I'm still a skeptic about whether RSS is a good idea or not. RSS emerged at a point where there was still some doubt that Google and others could essentially capture all networked content and make it searchable. Now RSS and "Search" are not seen as competing technologies, but in my mind they are in a way, and Blogging, Vlogging and Podcasting (which if we were consistent would be called Alogging) can each be assigned to one camp or the other as well. The division I'm talking about is the division between things we "browse" on the Internet and things we "download".
I've subscribed to hundreds of RSS feeds over the months and I've used half a dozen ways to manage them at least. They all have one thing in common, which is that data is gathered from the target web sites that I may or may not (and in fact most probably never will) look at. Doesn't the waste of all this bother anybody but me? I think we are fortunate that Joe Average user is blissfully ignorant of his computers ability to collect all manner of information that he is not interested in.

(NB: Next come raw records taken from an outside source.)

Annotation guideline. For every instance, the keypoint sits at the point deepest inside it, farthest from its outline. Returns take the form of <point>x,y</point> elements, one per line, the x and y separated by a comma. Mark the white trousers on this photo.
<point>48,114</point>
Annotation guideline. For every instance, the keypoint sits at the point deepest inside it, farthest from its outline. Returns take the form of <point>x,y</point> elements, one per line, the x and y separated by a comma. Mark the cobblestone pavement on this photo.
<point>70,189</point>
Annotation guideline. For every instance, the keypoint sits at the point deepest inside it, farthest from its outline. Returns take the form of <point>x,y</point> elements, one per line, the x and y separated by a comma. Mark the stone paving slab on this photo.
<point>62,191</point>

Apple of course ruined all of this by making this “syndication” concept easy to turn on in iTunes. So easy in fact that these background downloads of disk-filling-never-to-be-seen/heard/watched content can be turned on quite by accident. New computers and even laptops with minimum disk sizes of 60G or so mean that it will be two years before a user will slink into his Apple store and ask why he can't do anything on the computer any more without getting disk-full messages. That is, unless the Tiki Bar and RocketBoom episodes don't vastly accelerate the process.
There are, of course, things you can listen to while doing something else, and I've downloaded boring old tech podcasts of one kind or another to burn to CDs that I can take in the car. I could MAYBE even see clear to downloading videos to take on an Internetless plane ride or hike through the Himalayas, but those are exceptions.
The as yet unrealized full beauty of the Internet is that content should be ON DEMAND, always new, freshly spell-checked and corrected so that when I DO go looking for something I'm getting the latest, greatest, most “correctest” version of it possible.
While there is a rightful place for things such as the Wayback Machine, Google Books, and the like, I don't see the future of the Internet as turning us all into more efficient pack-rats. Just the opposite, the certainty that “it's all still out there somewhere” should free us to just use what we need at the moment and not burden ourselves and our hard drives with a lot of copies of things.
Somehow the industry pundits and a-listers haven't gotten over the Gee Whiz factor of easily produced and acquired multimedia, an attitude that is shared among normal people only by teenagers who don't have to earn a living yet. I think what confuses the pundits is that they think this demographic is going to change. I suspect it won't. When these kids (hopefully) mature, they will lose interest, and only be replaced by more kids who have the luxury of spending 6 hours a day socializing without the need to actually produce anything. Orkut, Myspace and maybe YouTube will appeal to these kids, but I think it a huge mistake to think that the rest of what we do on the Internet will “evolve” to look like these products.
Instead, I see traditional modes co-existing for a long time with the new. One way or another my TV set will continue to get (well, if I actually watched TV that is) a standard set of “premium” content that can be referenced as (among other things) chanel numbers. But I also think we will have “radios”, “TV sets” and maybe even “Newpaper machines” that will draw content on demand from a near infinity of sources that we might also refer to in some shorthand form, programmed possibly in advance from URLs. Will these “channel buttons” that replace RSS and other forms of syndication even be worthy of an acronym?